A Trail through the Woods - Lakewood Country Club
By Ken Stofer

When the golfer of today rolls up to his country club in a fine motor car, it is improbable that he give a single thought to the condition of that same road before the course was built. It must be remembered that usually the courses are located back from public roads, often miles away from main thoroughfares. Sometimes in getting back to a prospective site for a golf course the way is little more than a trail through the woods, where even a Ford cannot go, and then it is a case of riding shank’s mare. One year ago at Lakewood, near Cleveland, Ohio, there was a country dirt road, which ran for probably a half-mile back from the main thoroughfare. After a storm it was absolutely impassable for any sort of car. In December I rode over this same road, paved entirely for a distance of two miles, I should say, until it connected two roads. There was no reason in the world for paving but for the fact that a new country club (Lakewood) opened there during the past summer.


May 1924

 

Early aerial view of Lakewood Country Club.

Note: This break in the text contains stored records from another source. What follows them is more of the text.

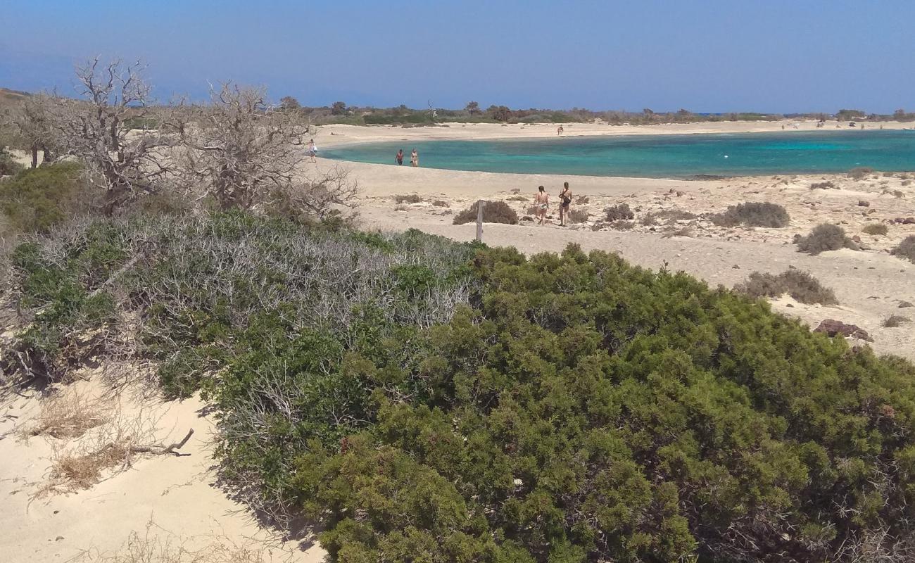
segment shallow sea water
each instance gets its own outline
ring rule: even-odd
[[[522,140],[384,142],[322,150],[341,160],[485,172],[691,178],[846,172],[856,167],[915,170],[915,131],[554,137]]]

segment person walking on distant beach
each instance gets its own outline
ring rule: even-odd
[[[563,190],[559,192],[559,226],[565,226],[565,217],[569,214],[569,205],[572,203],[572,190],[569,183],[563,183]]]
[[[315,139],[308,141],[308,149],[307,152],[308,154],[308,162],[318,162],[318,159],[315,158],[315,155],[318,154],[318,145],[315,145]]]
[[[550,196],[544,189],[543,186],[537,188],[537,195],[533,199],[533,202],[537,206],[537,217],[540,218],[540,222],[537,224],[544,224],[544,220],[546,219],[546,210],[550,208]]]

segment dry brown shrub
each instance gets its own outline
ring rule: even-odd
[[[904,238],[898,246],[889,251],[889,254],[915,262],[915,234],[910,234]]]
[[[872,222],[869,225],[865,225],[861,232],[866,234],[884,235],[889,233],[889,228],[882,222]]]
[[[587,222],[587,211],[581,209],[574,209],[568,214],[568,220],[572,222]]]
[[[883,320],[883,326],[888,329],[895,329],[906,322],[911,322],[911,319],[902,315],[890,315]]]
[[[476,222],[478,205],[479,203],[475,201],[469,208],[455,215],[454,224],[461,225]],[[518,224],[518,213],[505,201],[486,201],[483,206],[483,222],[516,225]]]
[[[832,289],[824,287],[809,272],[788,269],[778,276],[753,272],[747,281],[734,287],[736,291],[752,298],[791,296],[800,303],[835,305],[839,301]]]
[[[858,250],[857,244],[845,236],[845,230],[839,225],[824,222],[819,224],[807,236],[797,240],[798,250],[808,254],[818,254],[829,250],[851,248]]]
[[[90,428],[104,424],[110,414],[110,408],[100,399],[76,389],[65,389],[42,402],[37,424],[27,433],[61,439],[79,438]]]
[[[144,412],[126,416],[113,413],[104,425],[87,431],[70,447],[54,452],[48,481],[34,493],[41,498],[59,493],[88,489],[109,471],[130,468],[142,453],[158,453],[154,444],[157,421]]]
[[[635,213],[630,209],[629,203],[620,203],[604,210],[607,214],[607,221],[619,221],[620,219],[634,219]]]
[[[145,533],[132,532],[127,541],[114,553],[89,549],[72,559],[74,563],[265,563],[274,560],[267,547],[249,540],[249,545],[240,545],[226,536],[182,539],[166,532],[154,524],[146,525]]]
[[[672,238],[672,237],[674,237],[674,236],[685,236],[685,237],[692,238],[693,237],[693,230],[690,229],[689,227],[682,227],[680,229],[669,228],[669,229],[665,229],[664,232],[662,233],[661,236],[662,236],[662,238],[665,238],[665,239],[669,239],[669,238]]]

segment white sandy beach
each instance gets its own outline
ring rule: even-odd
[[[725,122],[651,126],[610,126],[567,124],[565,136],[577,135],[644,135],[746,133],[815,129],[815,122]],[[882,124],[899,128],[906,124]],[[868,125],[869,127],[870,125]],[[824,130],[834,130],[834,122]],[[836,135],[843,131],[835,130]],[[555,136],[555,125],[458,125],[437,127],[355,127],[330,125],[316,135],[320,147],[349,143],[403,139],[481,139]],[[587,211],[588,221],[561,228],[555,204],[549,224],[535,226],[486,224],[483,239],[493,245],[511,245],[526,254],[560,251],[576,243],[584,249],[618,252],[634,264],[658,269],[684,270],[709,284],[733,287],[752,271],[779,274],[789,267],[810,271],[833,288],[837,306],[803,305],[790,298],[772,301],[776,310],[816,326],[824,319],[837,319],[867,330],[879,353],[915,360],[915,326],[885,328],[893,314],[915,319],[915,264],[888,254],[905,236],[915,234],[915,224],[899,224],[897,218],[915,216],[915,175],[875,175],[856,180],[846,175],[778,176],[726,180],[671,180],[651,179],[560,177],[494,174],[407,166],[341,163],[318,158],[308,170],[343,166],[357,179],[361,224],[368,229],[399,231],[410,228],[472,240],[474,224],[454,225],[453,215],[479,199],[508,200],[527,215],[536,187],[547,187],[555,196],[568,180],[576,196],[573,209]],[[832,181],[830,189],[811,189],[813,182]],[[416,203],[398,203],[396,196],[415,194]],[[901,194],[901,195],[899,195]],[[583,198],[587,199],[585,202]],[[784,229],[722,228],[707,215],[743,201],[771,201],[783,205],[791,216]],[[867,206],[859,203],[866,201]],[[636,221],[619,231],[599,222],[604,208],[628,203]],[[685,211],[695,217],[642,224],[648,213],[662,216]],[[811,256],[798,253],[794,234],[806,234],[821,222],[837,222],[849,236],[858,236],[865,250],[840,250]],[[886,236],[870,236],[861,229],[870,223],[888,227]],[[595,230],[597,229],[597,230]],[[688,233],[688,236],[682,234]],[[911,311],[911,312],[910,312]],[[853,343],[864,342],[855,341]],[[74,384],[73,389],[106,395],[98,378]],[[114,399],[112,399],[114,400]],[[91,489],[33,498],[47,484],[56,452],[79,443],[38,436],[26,439],[44,403],[38,396],[15,396],[0,411],[0,560],[87,560],[92,554],[123,551],[132,534],[151,537],[158,545],[183,545],[188,549],[211,548],[227,542],[232,549],[247,549],[264,561],[320,561],[324,553],[313,537],[284,541],[262,529],[244,506],[216,486],[210,449],[210,417],[197,399],[146,403],[130,397],[116,399],[128,414],[145,413],[155,420],[155,439],[168,443],[195,429],[182,449],[186,457],[139,455],[124,471],[106,474]],[[152,523],[150,525],[149,523]],[[148,535],[148,536],[147,536]],[[81,557],[82,558],[81,559]],[[252,559],[253,560],[253,559]]]

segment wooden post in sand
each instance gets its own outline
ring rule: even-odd
[[[483,207],[485,205],[486,201],[477,200],[477,240],[479,242],[483,241]]]

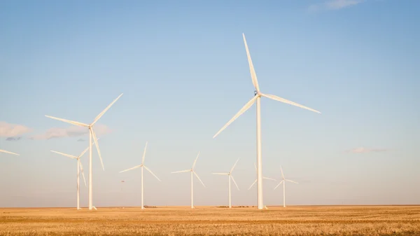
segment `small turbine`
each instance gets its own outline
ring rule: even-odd
[[[198,179],[198,180],[200,180],[200,181],[203,185],[203,186],[204,186],[204,188],[206,187],[206,186],[204,186],[204,183],[203,183],[203,181],[202,181],[201,179],[200,179],[198,174],[197,174],[197,173],[194,171],[194,167],[195,167],[195,163],[197,162],[197,159],[198,159],[199,155],[200,155],[200,152],[198,152],[198,155],[197,155],[197,158],[195,158],[195,160],[194,160],[194,163],[192,164],[192,167],[191,167],[191,169],[180,170],[178,172],[171,172],[171,174],[191,172],[191,209],[194,209],[194,191],[193,191],[193,188],[192,188],[192,180],[194,179],[193,174],[195,175],[195,176],[197,177],[197,179]]]
[[[127,169],[122,172],[120,172],[120,173],[122,173],[122,172],[127,172],[129,170],[132,170],[132,169],[137,169],[137,168],[140,168],[140,167],[141,168],[141,209],[144,209],[144,195],[143,195],[143,168],[144,167],[144,169],[147,169],[148,172],[150,172],[150,174],[152,174],[153,176],[154,176],[156,179],[158,179],[158,181],[162,181],[160,179],[159,179],[159,178],[158,178],[158,176],[156,175],[155,175],[155,174],[153,174],[153,172],[152,172],[152,171],[149,168],[148,168],[146,165],[144,165],[144,158],[146,157],[146,148],[147,148],[147,141],[146,142],[146,146],[144,147],[144,152],[143,153],[143,158],[141,158],[141,165],[135,166],[135,167],[130,168],[130,169]]]
[[[233,169],[234,168],[237,163],[238,162],[238,160],[239,160],[239,158],[238,158],[237,162],[234,162],[234,165],[233,165],[232,169],[230,169],[230,171],[227,173],[211,173],[213,174],[227,175],[229,176],[229,208],[232,208],[232,202],[230,200],[230,179],[232,179],[233,181],[233,183],[237,186],[237,188],[238,189],[238,190],[239,190],[239,187],[238,187],[238,185],[236,183],[236,181],[234,181],[234,179],[233,178],[233,176],[232,175],[232,172],[233,171]]]
[[[284,179],[284,174],[283,174],[283,169],[281,169],[281,166],[280,166],[280,170],[281,171],[281,178],[283,178],[283,180],[280,183],[279,183],[279,184],[277,184],[276,188],[274,188],[274,190],[276,188],[277,188],[277,187],[279,187],[280,186],[280,184],[281,184],[283,183],[283,207],[286,207],[286,181],[289,181],[289,182],[292,182],[294,183],[299,183],[293,181],[290,179]]]

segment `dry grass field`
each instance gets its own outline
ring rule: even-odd
[[[0,209],[0,235],[420,235],[419,206]]]

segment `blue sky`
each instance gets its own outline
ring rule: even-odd
[[[241,38],[262,92],[321,115],[262,99],[264,175],[288,179],[290,204],[420,204],[420,2],[395,0],[4,1],[0,3],[0,207],[73,207],[83,130],[97,124],[94,204],[188,205],[190,168],[201,151],[195,202],[255,204],[253,106],[213,135],[253,95]],[[8,141],[12,140],[12,141]],[[17,140],[18,139],[18,140]],[[82,160],[86,177],[88,155]],[[120,181],[125,180],[122,183]],[[282,202],[265,182],[266,204]],[[86,205],[87,188],[81,204]]]

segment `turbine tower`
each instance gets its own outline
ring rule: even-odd
[[[195,167],[195,163],[197,162],[197,159],[198,159],[199,155],[200,155],[200,152],[198,152],[198,155],[197,155],[197,158],[195,158],[195,160],[194,160],[194,163],[192,164],[192,167],[191,167],[191,169],[180,170],[178,172],[171,172],[171,174],[191,172],[191,209],[194,209],[194,191],[193,191],[193,188],[192,188],[192,180],[194,179],[193,174],[195,175],[195,176],[197,177],[197,179],[198,179],[198,180],[200,180],[200,181],[203,185],[203,186],[204,186],[204,188],[206,187],[206,186],[204,186],[204,183],[203,183],[203,181],[202,181],[201,179],[200,179],[200,177],[198,176],[198,174],[197,174],[197,173],[194,171],[194,167]]]
[[[127,169],[122,172],[120,172],[120,173],[122,173],[125,172],[127,172],[129,170],[141,167],[141,209],[144,209],[144,200],[143,200],[143,199],[144,199],[143,198],[143,168],[144,167],[144,169],[147,169],[148,172],[150,172],[150,174],[152,174],[153,176],[154,176],[156,179],[158,179],[158,181],[161,181],[160,179],[159,179],[159,178],[158,178],[158,176],[155,176],[155,174],[153,174],[153,172],[152,172],[152,171],[149,168],[148,168],[146,165],[144,165],[144,158],[146,157],[146,148],[147,148],[147,141],[146,142],[146,146],[144,147],[144,152],[143,153],[143,158],[141,158],[141,165],[135,166],[135,167],[130,168],[130,169]]]
[[[232,172],[233,171],[233,169],[234,168],[237,163],[238,162],[238,160],[239,160],[239,158],[238,158],[237,162],[234,162],[234,165],[233,165],[232,169],[230,169],[230,171],[227,173],[212,173],[213,174],[227,175],[229,176],[229,208],[232,208],[232,201],[230,200],[230,179],[231,179],[233,181],[233,183],[234,183],[234,185],[237,186],[237,188],[238,189],[238,190],[239,190],[239,187],[238,187],[238,185],[236,183],[236,181],[234,181],[234,179],[233,178],[233,176],[232,175]]]
[[[229,120],[225,126],[223,126],[214,137],[214,139],[218,134],[220,134],[223,130],[225,130],[230,123],[236,120],[243,113],[246,111],[255,102],[257,103],[257,201],[258,209],[262,209],[264,208],[264,204],[262,201],[262,153],[261,153],[261,109],[260,109],[260,98],[261,97],[265,97],[273,100],[281,102],[286,104],[298,106],[304,109],[312,111],[316,113],[321,113],[321,112],[310,109],[309,107],[298,104],[295,102],[285,99],[276,95],[271,95],[263,94],[260,91],[260,87],[258,85],[258,81],[257,80],[257,75],[254,69],[251,55],[249,54],[249,50],[248,49],[248,45],[246,44],[246,40],[245,39],[245,35],[242,34],[244,37],[244,43],[245,44],[245,50],[246,50],[246,55],[248,56],[248,63],[249,64],[249,71],[251,72],[251,77],[252,78],[252,83],[254,85],[255,90],[254,91],[254,97],[248,102],[244,107],[242,107],[238,113],[233,116],[230,120]]]
[[[283,169],[281,169],[281,166],[280,166],[280,170],[281,171],[281,178],[283,178],[283,180],[280,183],[279,183],[279,184],[277,184],[276,188],[274,188],[274,190],[276,190],[276,188],[277,188],[277,187],[279,187],[280,186],[280,184],[281,184],[281,183],[283,183],[283,207],[286,207],[286,181],[289,181],[289,182],[292,182],[294,183],[299,183],[293,181],[290,179],[284,179],[284,174],[283,174]]]
[[[254,167],[255,167],[255,171],[257,170],[257,166],[255,165],[255,163],[254,163]],[[265,177],[262,176],[262,179],[268,179],[268,180],[272,180],[273,181],[275,181],[276,180],[272,178],[268,178],[268,177]],[[248,188],[248,190],[250,190],[251,188],[252,188],[252,186],[254,186],[254,184],[255,184],[255,183],[257,183],[257,179],[255,179],[255,181],[253,181],[253,183],[252,183],[252,184],[251,185],[251,186],[249,186],[249,188]]]
[[[9,154],[13,154],[13,155],[19,155],[19,154],[18,154],[18,153],[12,153],[11,151],[6,151],[6,150],[1,150],[1,149],[0,149],[0,153],[9,153]]]
[[[99,139],[98,139],[98,140],[99,140]],[[85,173],[83,172],[83,166],[82,165],[82,162],[80,162],[80,158],[85,155],[85,153],[88,151],[88,150],[89,150],[89,147],[87,147],[86,149],[85,149],[82,153],[80,155],[79,155],[78,156],[76,156],[76,155],[69,155],[69,154],[66,154],[66,153],[59,153],[55,151],[52,151],[51,150],[52,152],[59,154],[59,155],[62,155],[64,156],[66,156],[68,158],[73,158],[73,159],[76,159],[77,160],[77,209],[79,210],[80,209],[80,180],[79,180],[79,177],[80,177],[80,172],[79,172],[79,169],[82,171],[82,176],[83,176],[83,181],[85,182],[85,186],[87,186],[86,185],[86,179],[85,179]]]
[[[77,121],[72,121],[72,120],[66,120],[66,119],[62,119],[62,118],[52,117],[52,116],[46,116],[46,117],[50,118],[52,119],[61,120],[61,121],[66,122],[66,123],[70,123],[71,125],[77,125],[77,126],[85,127],[89,129],[89,209],[90,210],[92,210],[92,209],[94,209],[93,195],[92,195],[93,191],[92,191],[92,137],[93,137],[93,140],[94,141],[94,145],[97,147],[97,151],[98,151],[98,155],[99,156],[99,159],[101,160],[101,164],[102,165],[102,169],[105,170],[105,168],[104,168],[104,162],[102,162],[102,158],[101,157],[101,151],[99,150],[99,146],[98,146],[98,140],[97,139],[96,134],[94,133],[94,131],[93,130],[93,125],[101,118],[101,117],[102,117],[102,116],[104,116],[104,114],[106,112],[106,111],[108,111],[108,109],[109,109],[111,108],[111,106],[115,102],[117,102],[117,100],[120,97],[121,97],[121,96],[122,96],[122,94],[120,95],[120,96],[118,96],[118,97],[117,97],[115,100],[113,100],[113,102],[111,102],[111,104],[109,104],[109,106],[108,106],[104,111],[102,111],[102,112],[101,112],[94,118],[94,120],[93,120],[93,122],[90,125],[82,123],[77,122]]]

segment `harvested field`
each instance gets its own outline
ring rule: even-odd
[[[0,235],[420,235],[420,206],[0,209]]]

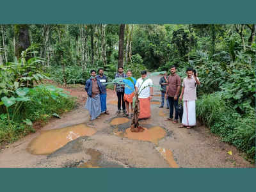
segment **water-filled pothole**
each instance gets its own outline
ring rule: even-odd
[[[166,116],[167,114],[165,113],[163,110],[159,110],[159,111],[158,112],[158,115],[161,116]]]
[[[27,150],[29,153],[35,155],[50,154],[70,141],[83,136],[92,136],[95,132],[95,129],[84,124],[44,131],[30,142]]]
[[[109,100],[109,102],[108,102],[108,104],[112,104],[112,105],[116,106],[117,105],[117,100]]]
[[[125,117],[118,117],[113,118],[110,124],[112,125],[117,125],[119,124],[125,124],[129,122],[129,119]]]
[[[170,150],[161,147],[156,147],[157,151],[160,153],[162,157],[168,162],[170,167],[179,168],[179,165],[173,159],[173,156]]]
[[[99,161],[100,159],[101,153],[93,148],[88,148],[86,153],[91,156],[91,159],[77,168],[100,168]]]
[[[120,137],[124,137],[130,140],[150,141],[156,145],[158,141],[163,138],[166,134],[164,129],[160,127],[153,127],[149,129],[143,128],[144,131],[143,132],[131,132],[131,128],[128,128],[125,132],[116,131],[115,134]]]

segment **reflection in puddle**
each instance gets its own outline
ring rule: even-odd
[[[91,156],[91,159],[77,168],[100,168],[98,162],[100,159],[101,153],[93,148],[88,148],[86,153]]]
[[[161,116],[164,116],[166,115],[166,113],[163,110],[159,110],[159,112],[158,112],[158,115]]]
[[[170,167],[171,168],[179,168],[179,165],[173,159],[172,152],[169,149],[164,148],[157,147],[156,149],[160,153],[160,154],[164,157],[164,159],[168,162]]]
[[[95,129],[84,124],[42,131],[40,135],[30,142],[27,150],[35,155],[50,154],[70,141],[83,136],[92,136],[95,132]]]
[[[113,118],[110,124],[112,125],[116,125],[129,122],[129,119],[125,117],[115,118]]]
[[[164,129],[160,127],[153,127],[148,129],[143,128],[143,132],[131,132],[131,128],[128,128],[123,135],[120,132],[118,132],[116,134],[131,140],[150,141],[155,144],[157,144],[158,141],[163,138],[166,134]]]
[[[109,100],[108,103],[110,104],[113,104],[113,105],[116,106],[117,105],[117,100]]]

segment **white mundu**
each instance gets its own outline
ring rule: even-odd
[[[148,98],[150,96],[150,86],[153,85],[153,82],[150,79],[147,79],[143,82],[143,79],[141,77],[137,80],[135,86],[139,89],[139,93],[140,90],[143,89],[141,92],[140,92],[139,98],[145,99]]]

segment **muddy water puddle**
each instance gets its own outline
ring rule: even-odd
[[[42,131],[29,144],[27,150],[35,155],[50,154],[69,141],[83,136],[92,136],[96,132],[93,128],[84,124],[61,129]]]
[[[111,121],[110,124],[112,125],[117,125],[127,123],[129,121],[129,119],[125,117],[115,118]]]
[[[161,156],[168,162],[170,167],[179,168],[179,165],[174,160],[173,156],[170,150],[161,147],[157,147],[156,149],[160,153]]]
[[[165,116],[167,115],[166,113],[165,113],[163,110],[159,110],[159,111],[158,112],[158,115],[161,116]]]
[[[86,153],[91,156],[91,159],[77,166],[77,168],[124,168],[122,164],[102,157],[99,150],[88,148]]]
[[[109,102],[108,102],[108,104],[117,106],[117,100],[109,100]]]
[[[93,148],[88,148],[86,153],[91,156],[91,159],[77,168],[100,168],[99,161],[100,159],[101,153]]]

Beautiful and challenging Lakewood Country Club in Westlake Ohio opened in 1923. Although, Tillie is known to have done redesign work at several-noted Ohio course such as Inverness, Canterbury, Mayfield, Kirtland, Manakiki, and Firestone, Lakewood is the only known original Tillie design in Ohio.

In March 1922 Lakewood Country club contracted with the highly regarded local landscape architect, A.D. Taylor, and the noted golf course architect, A.W. Tillinghast, to design and build a new golf course for this fledgling country club. Tillie designed the course and Taylor constructed it in close consultation with Tillie.

16th Hole looking back toward tee.

At Lakewood, the Tillie design flows with the rolling wooded landscape and presents natural green sites with bold and varying bunkering. Taylor constructed a lake and dam in the center of the property to store 5 million gallons of water. Using the lake, Tillie designed a short “all or nothing carry” par 3 over the lake — this is the sixteenth hole. The Lakewood members immediately dubbed this lovely lake “Hazard Lake.” Tillie’s trademark design features are seen throughout the Lakewood design — twisting fairways, oblique lines of play, deceptive approaches and most of all beauty. The home hole may be one of the best — a 421-yard par-4 slight dogleg left with a natural green site perched on a shelf deceptively beyond a crossing fairway stream.

Although not a regular U.S.G.A tournament venue, Lakewood is a challenging test of golf. In 1968 Lakewood was the PGA tour stop for the Cleveland Open. Dave Stockton won and has become a great champion. Jack Tuthill the PGA tournament’s supervisor and many of the pros that participated hailed Lakewood as one of the finest and well-kept golf courses in America.